Google recommends creating separate sitemaps for different types of content; images, videos, and text, for example.
It is also important to update them each time new content is published with a multi-format XML sitemap, image, or video XML sitemap. This is typically automated using the CMS the website runs on.
It is important to update the sitemap only with the original, canonical versions of the URLs. They should not redirect or return errors. In other words, every page in the sitemap should return a ‘200’ status code.
Anything other than a ‘200’ status code is regarded by the search engines as “dirt” in a sitemap. Duane Forrester of Bing said that the Microsoft search engine only tolerates a 1% of dirt in a sitemap. When asked what qualified as dirt, he replied, “Anything that doesn’t return a 200 status code.”
Finally, you should upload these sitemaps to Google and Bing’s Webmaster Tools. Google will tell you how many of the submitted URLs have been submitted and how many of those have been indexed, whereas Bing just tells you how many URLs were submitted.
HTML linking
The way in which search engines crawl has been the same; they crawl through the HTML code of a website and branch out to the links within these pages, thus enabling them to crawl the internet.
For websites to be crawlable, they must have links to each of their webpages within the HTML. This is widely done today, with many websites linking to their content in a main navigation header, and within the body of these pages.
This means that links should not be served in technologies such as JavaScript or, even worse, Flash.
HTML sitemaps
An HTML sitemap lists the URLs for a website, like an XML sitemap, but is simply delivered in an HTML file instead. HTML sitemaps tend to contain fewer URLs than an XML sitemap, only containing the important URLs, or landing pages, of a website.
HTML sitemaps are usually linked to in the footer of a website and are very useful to Bingbot (Bing’s crawler), and make a nice addition on UX.
GSC Error Reporting
Google Search Console has a lot of in-depth features which all are highly useful to webmasters to ensure that their website is okay for Google to crawl.

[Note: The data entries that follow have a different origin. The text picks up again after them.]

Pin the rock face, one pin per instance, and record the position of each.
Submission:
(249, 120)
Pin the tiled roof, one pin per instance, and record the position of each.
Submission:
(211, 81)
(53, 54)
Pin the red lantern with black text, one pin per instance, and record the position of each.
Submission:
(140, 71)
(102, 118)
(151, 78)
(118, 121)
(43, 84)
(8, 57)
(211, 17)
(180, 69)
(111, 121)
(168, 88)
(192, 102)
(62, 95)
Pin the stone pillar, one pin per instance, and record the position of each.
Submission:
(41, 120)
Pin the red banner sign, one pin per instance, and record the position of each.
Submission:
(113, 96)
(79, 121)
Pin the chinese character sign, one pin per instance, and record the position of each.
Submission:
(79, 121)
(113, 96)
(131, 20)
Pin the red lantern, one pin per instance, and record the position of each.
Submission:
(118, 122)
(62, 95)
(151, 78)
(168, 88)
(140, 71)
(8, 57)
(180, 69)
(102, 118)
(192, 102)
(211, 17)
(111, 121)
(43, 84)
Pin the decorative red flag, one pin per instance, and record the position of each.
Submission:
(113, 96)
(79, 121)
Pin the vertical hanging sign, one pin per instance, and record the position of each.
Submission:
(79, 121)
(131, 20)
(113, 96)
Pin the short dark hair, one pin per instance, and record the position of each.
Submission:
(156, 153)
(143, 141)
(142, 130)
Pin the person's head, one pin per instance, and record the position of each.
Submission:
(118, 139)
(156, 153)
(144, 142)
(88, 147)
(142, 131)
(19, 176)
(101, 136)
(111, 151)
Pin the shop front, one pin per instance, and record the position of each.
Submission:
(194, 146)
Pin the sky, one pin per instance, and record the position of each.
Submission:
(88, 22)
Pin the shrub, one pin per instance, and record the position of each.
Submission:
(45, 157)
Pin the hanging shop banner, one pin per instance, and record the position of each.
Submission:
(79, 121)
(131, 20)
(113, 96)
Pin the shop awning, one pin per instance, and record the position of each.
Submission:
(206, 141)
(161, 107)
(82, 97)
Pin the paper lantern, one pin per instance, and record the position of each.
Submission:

Monitoring these is a good way of keeping your site in check, for if Google flags something, it’s probably a wise choice to check and fix it.
Crawlable JS
Google is the filing system, equipped with a Chrome 41 engine, and this is a good introduction as to how it works by Google themselves:
For the most part, the only major search engine which can execute (simple) JavaScript is Google.
It crawls JavaScript as it runs across it within the HTML. As Google crawls webpages, it will execute JavaScript as soon as it sees it, much like the browser.
It is important to ensure that the JavaScript does not break the webpage and is not too complex or demanding for Google to crawl.
JavaScript can be inserted as an external script or be placed inline with the HTML document. This, however, is not suggested as Google struggles more with inline JS, especially when it grows.
Server Uptime
This is not an issue to most websites, however, is still something to be conscious of.
To Google, a website must always be readily available 24/7 for itself and users. Google crawls websites a lot, every day, and thus expects to be able to crawl content when it wants to.
When you suffer from downtime or are under maintenance, you’re taking away Google’s ability to crawl website content, which can affect SEO (depending on how long the downtime lasts).
Websites must have a good webhost to ensure that this does not happen.